The Jeddah blast on July 4, 2016, which injured two security officers, was the first of three attacks to hit the kingdom that day. The other two were also in the form of blasts near a Shia mosque in Qatif and outside the Masjid-i-Nabvi in Medina.
According to sources, the National Investigation Agency has informed an NIA special court in Delhi that Kagzi, who is wanted in terror-linked cases, is dead.
Investigators believe that Kagzi, from Beed in Maharashtra, was the “mastermind” and “financier” of two blasts in Pune — at the German Bakery in 2010 and on J M Road in 2012.
Sources said Kagzi was also a “wanted accused” in the 2006 Aurangabad arms haul case in which the alleged handler of the 26/11 Mumbai attacks, Zabiuddin Ansari alias Abu Jundal, is facing trial. Kagzi is also on the CBI’s wanted list with Interpol.
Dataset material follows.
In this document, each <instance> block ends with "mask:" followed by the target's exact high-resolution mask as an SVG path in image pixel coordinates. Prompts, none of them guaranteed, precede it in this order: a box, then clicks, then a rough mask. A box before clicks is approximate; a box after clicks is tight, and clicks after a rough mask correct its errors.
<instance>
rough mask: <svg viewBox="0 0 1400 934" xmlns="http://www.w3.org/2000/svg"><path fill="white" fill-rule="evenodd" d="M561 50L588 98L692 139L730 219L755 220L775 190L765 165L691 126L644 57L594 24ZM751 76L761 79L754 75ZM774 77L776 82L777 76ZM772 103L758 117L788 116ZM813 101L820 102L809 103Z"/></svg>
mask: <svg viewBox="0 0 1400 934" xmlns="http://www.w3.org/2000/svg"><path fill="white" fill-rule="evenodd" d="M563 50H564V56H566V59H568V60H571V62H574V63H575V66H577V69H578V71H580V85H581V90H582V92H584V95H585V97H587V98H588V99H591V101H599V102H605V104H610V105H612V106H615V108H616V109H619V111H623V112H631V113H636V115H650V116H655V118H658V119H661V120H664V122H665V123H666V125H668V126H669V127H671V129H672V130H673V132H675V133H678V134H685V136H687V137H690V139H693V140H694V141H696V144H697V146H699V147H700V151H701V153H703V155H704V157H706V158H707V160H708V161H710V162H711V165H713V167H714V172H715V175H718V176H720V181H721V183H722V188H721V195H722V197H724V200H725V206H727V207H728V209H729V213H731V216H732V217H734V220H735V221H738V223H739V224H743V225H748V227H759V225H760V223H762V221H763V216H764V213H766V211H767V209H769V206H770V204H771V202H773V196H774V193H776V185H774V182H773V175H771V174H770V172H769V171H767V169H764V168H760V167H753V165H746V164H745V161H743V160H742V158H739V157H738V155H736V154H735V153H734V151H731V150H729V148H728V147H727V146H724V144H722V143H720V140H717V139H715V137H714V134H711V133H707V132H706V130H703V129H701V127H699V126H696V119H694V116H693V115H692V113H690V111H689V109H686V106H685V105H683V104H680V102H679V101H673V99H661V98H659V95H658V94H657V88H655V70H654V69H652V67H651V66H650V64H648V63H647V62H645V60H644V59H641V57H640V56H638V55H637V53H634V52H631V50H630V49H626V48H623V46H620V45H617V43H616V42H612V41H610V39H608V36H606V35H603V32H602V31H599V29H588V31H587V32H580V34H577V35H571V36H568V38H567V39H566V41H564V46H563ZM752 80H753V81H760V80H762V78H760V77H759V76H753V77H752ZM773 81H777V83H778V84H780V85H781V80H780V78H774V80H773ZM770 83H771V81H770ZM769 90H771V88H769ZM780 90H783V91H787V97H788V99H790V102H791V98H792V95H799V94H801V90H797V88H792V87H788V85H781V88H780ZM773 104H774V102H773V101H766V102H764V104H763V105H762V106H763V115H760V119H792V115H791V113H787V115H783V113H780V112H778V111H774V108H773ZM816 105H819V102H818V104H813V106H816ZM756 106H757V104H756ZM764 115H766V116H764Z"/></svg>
Kagzi was not an accused in the 26/11 case but is believed by investigators to have taught Hindi to the ten terrorists who carried out the attack, including executed Pakistani national, Ajmal Kasab.
After photographs of the Jeddah bomber bearing a close resemblance to Kagzi were released by Saudi Arabia, Maharashtra’s Anti Terrorism Squad (ATS) and NIA sought to verify if he was the man on their radar. Kagzi’s DNA profile was sent to Saudi Arabia last August.
According to security officers, Kagzi fled to Pakistan via Bangladesh in 2006 along with Jundal and shifted his base to Saudi Arabia to oversee the recruitment of Indian nationals to LeT. He is believed to have returned to Pakistan briefly before going back to Saudi Arabia.
Sources said Kagzi may have shifted his allegiance to the Islamic State in 2014 and later tasked with carrying out the Jeddah attack.